Dr. med. vet. Peselmann

Tierarztpraxis für Kleintiere in Riesenbeck (Osnabrück // Ibbenbüren)

Papageien und Sittiche

 Physiologische Daten:

Lebenserwartung:

  • Nymphensittiche: 15 – 20 Jahre
  • Amazonen, Aras, Graupapageien: bei guter Haltung bis zu 70 J.
  • Kakadus: bis zu 100 J.

Papagei/Sittich:        Körpergewicht           Herzfrequenz             Atemfrequenz

Blaustirnamazone:    380 – 450 g             140 – 250x/Min.           15 – 45x/Min.

Graupapagei:            400 – 550 g             140 – 300x/Min.            32 – 42x/Min.

Halsbandsittich:        110 – 140 g              140 – 220x/Min.                 /

Agapornis:                  40 –   60 g              250 – 280x/Min.           50 – 60x/Min.

Fütterung:

Die Futterration von Papageien und Sittichen muss ausgewogen sein und sollte neben Körnerfutter und Frischfutter auch tierisches Eiweiß in Form von gekochten Eiern, Quark oder gekochtem Hühnerfleisch enthalten.

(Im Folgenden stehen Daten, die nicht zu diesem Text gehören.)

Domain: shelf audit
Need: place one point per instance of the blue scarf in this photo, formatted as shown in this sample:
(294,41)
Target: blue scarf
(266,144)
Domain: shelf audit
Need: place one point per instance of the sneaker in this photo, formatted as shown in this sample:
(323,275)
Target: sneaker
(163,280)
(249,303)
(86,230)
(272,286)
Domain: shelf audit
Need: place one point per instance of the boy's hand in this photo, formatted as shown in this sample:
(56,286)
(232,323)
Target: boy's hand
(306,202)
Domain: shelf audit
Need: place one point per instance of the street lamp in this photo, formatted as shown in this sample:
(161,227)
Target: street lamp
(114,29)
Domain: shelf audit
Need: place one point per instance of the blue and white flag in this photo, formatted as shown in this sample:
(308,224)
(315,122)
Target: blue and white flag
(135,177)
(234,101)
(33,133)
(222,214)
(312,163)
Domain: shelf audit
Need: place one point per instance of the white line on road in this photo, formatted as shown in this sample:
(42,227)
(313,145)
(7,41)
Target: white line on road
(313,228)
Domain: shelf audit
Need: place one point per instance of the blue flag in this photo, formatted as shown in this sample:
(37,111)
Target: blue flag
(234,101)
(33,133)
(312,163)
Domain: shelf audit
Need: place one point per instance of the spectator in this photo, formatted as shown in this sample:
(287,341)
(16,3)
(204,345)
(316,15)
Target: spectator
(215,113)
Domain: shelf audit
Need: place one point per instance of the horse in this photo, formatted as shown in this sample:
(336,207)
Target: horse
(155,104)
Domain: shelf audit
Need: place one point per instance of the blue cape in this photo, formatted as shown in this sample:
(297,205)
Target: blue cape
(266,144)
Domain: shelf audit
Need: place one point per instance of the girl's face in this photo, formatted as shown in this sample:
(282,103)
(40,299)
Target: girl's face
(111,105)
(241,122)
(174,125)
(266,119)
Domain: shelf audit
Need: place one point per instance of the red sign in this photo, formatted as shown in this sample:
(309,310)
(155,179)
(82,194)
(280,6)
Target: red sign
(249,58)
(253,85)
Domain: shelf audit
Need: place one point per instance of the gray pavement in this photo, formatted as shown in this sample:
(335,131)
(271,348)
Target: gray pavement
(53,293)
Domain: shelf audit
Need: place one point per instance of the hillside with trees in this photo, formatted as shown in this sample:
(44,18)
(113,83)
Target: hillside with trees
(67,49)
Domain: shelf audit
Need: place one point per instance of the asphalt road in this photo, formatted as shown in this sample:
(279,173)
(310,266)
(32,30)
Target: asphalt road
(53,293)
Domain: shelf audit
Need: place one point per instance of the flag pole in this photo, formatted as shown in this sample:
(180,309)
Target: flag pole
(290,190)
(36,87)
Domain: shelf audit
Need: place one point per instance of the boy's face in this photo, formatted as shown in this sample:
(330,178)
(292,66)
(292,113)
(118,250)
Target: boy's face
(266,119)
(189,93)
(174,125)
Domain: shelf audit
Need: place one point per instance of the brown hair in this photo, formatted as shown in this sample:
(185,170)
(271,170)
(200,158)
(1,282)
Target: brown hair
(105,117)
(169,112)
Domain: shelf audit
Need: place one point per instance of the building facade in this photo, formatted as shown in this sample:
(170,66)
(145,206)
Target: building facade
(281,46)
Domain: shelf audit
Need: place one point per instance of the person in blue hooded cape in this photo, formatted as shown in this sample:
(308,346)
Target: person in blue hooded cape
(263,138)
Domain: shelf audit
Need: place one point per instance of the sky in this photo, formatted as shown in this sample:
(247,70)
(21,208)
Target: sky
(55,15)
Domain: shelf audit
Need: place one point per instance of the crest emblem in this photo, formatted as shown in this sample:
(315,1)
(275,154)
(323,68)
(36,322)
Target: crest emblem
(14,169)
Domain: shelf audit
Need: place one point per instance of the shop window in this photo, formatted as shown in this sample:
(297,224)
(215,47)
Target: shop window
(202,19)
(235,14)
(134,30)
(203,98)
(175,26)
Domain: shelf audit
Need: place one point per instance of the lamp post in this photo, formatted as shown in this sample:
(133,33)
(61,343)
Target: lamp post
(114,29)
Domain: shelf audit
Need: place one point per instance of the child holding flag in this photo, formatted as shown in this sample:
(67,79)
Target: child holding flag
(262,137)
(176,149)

Das Körnerfutter bildet den Grundbestandteil des Futters: Hirse, Hafer, Weizen, Sonnenblumenkerne, Mais, Vogelmiere, Pinien- und Kürbiskerne, Zirbelnüsse, ungeröstete (!) Erdnüsse (bei gerösteten Erdnüssen besteht die Gefahr der Belastung durch Pilze, was beim Vogel zu Pilzbefall der Atemwege und des Verdauungstraktes führen kann).

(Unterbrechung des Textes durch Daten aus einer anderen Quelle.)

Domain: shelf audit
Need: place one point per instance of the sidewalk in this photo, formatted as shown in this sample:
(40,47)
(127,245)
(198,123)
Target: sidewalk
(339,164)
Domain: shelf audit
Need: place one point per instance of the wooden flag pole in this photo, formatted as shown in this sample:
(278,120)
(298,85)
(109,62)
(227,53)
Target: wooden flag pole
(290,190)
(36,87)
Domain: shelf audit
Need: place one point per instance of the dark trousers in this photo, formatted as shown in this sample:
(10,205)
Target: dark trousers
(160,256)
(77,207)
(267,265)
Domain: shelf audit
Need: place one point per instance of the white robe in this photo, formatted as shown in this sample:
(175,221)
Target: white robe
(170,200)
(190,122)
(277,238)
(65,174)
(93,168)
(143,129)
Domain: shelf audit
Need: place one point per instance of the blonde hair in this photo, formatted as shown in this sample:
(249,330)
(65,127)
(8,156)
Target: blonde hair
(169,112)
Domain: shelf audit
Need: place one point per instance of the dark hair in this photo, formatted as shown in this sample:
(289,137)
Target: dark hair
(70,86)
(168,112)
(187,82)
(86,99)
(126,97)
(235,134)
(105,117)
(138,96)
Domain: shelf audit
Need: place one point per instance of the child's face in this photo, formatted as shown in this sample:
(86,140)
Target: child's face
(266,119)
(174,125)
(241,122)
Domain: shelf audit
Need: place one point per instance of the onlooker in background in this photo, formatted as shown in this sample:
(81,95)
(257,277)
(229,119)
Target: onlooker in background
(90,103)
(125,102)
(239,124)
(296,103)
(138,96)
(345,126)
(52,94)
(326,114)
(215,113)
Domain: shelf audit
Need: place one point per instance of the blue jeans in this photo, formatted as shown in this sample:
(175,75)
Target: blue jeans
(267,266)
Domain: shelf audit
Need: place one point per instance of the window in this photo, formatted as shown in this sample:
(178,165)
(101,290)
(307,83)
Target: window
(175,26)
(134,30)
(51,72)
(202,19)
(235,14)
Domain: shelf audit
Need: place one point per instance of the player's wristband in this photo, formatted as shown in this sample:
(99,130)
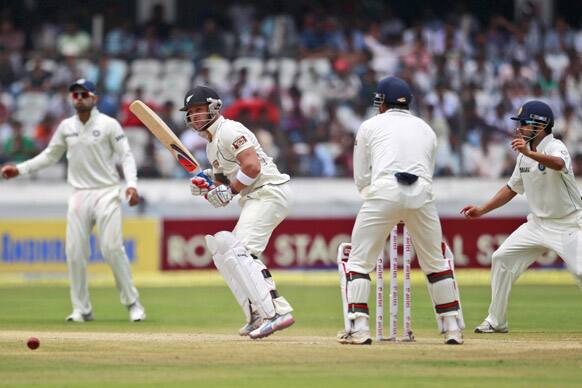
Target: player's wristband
(245,179)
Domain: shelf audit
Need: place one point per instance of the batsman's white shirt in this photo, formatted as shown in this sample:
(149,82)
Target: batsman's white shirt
(555,223)
(391,142)
(266,202)
(90,149)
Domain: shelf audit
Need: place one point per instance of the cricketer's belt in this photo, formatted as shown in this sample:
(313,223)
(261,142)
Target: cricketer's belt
(405,178)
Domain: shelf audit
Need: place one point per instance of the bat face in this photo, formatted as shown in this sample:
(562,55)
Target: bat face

Vorsicht ist auch bei Sonnenblumenkernen geboten, die sehr fetthaltig sind und daher nie mehr als 20% der Samenmischung ausmachen sollten.

Frischfutter sollte ohne Einschränkung angeboten werden: Früchte, Beeren, Gemüse, Salat, gekeimte Sämereien, Äste.

Mineralsalze können in Form von Kalksteinen oder Sepiaschalen angeboten werden.

Außerdem sollte den Vögeln, um Verdauungsstörungen zu vermeiden, auch täglich Magengrit angeboten werden, der über die Früchte gestreut werden kann.

 Haltung

Optimal ist es, wenn Papageien und Sittiche mindestens paarweise gehalten werden!

Eine Bademöglichkeit sowie reichlich Naturäste sollten als Nage- und Klettermöglichkeit im Gehege vorhanden sein, damit die Vögel genügend Beschäftigungsmöglichkeiten haben, und so die Gefahr von Verhaltensstörungen reduziert wird.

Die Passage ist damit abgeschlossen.